For those of us who don't live in Washington DC, much of the exhibit is available online at the gallery's website, which showcases many of the portraits along with some useful commentary. The highlight of the exhibit online is a section entitled "The Spoken Word," which features audio recordings of poets reading from their work. You can hear Langston Hughes read from "The Negro Speaks of Rivers":

I've known rivers:
I've known rivers ancient as the world and older than the flow of human blood in human veins.

My soul has grown deep like the rivers.

The exhibit casts something of a wide net in identifying "modern" poets.
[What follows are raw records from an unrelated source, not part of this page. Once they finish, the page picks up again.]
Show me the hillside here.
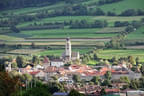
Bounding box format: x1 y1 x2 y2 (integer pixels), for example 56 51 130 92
0 0 144 52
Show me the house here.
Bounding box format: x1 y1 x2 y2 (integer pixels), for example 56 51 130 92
50 59 64 67
58 76 73 84
111 70 141 80
105 88 120 94
5 62 12 72
126 90 144 96
53 92 68 96
44 66 65 81
35 65 44 69
24 64 34 70
43 56 50 68
35 70 45 79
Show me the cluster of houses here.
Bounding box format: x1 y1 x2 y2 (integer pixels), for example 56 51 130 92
5 56 143 96
4 37 144 96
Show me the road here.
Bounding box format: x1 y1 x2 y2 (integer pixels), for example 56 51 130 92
13 38 111 42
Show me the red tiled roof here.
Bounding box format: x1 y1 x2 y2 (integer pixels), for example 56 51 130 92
105 88 120 93
44 66 65 73
70 64 92 70
43 56 50 63
112 71 129 74
29 71 40 75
David C Ward, the gallery's curator (and a poet himself), explained the gallery's thinking: "The poet had to respond to the immediacy of modern society -- which I think is the core characteristic of modern poetry." Or, as Ezra Pound put it in his poem "Hugh Selwyn Mauberly,"

The age demanded an image

Of its accelerated grimace,
Something for the modern stage,

"Poetic Likeness" certainly succeeds in identifying and celebrating the evolution of essentially American strands of poetry. It gives one a sense of how American poets first broke from the grand, decorous verse of the English tradition they inherited, striving instead to, as Pound famously put it, "make it new." It shows how American poetry, while never abandoning its roots entirely, evolved to include passages like this one from John Ashbery's "Paradoxes and Oxymorons":

This poem is concerned with
language on a very plain level.
Look at it talking to you.

Thanks to the Smithsonian, we can also get a good look at the poets who were (and, in some cases, are still) doing the talking. It's a great way to meditate on how American poetry has changed in response to American culture, and how it will continue to change. As Whitman put it "I tramp a perpetual journey, (come listen all!)."

The exhibit runs through April 28 in downtown Washington.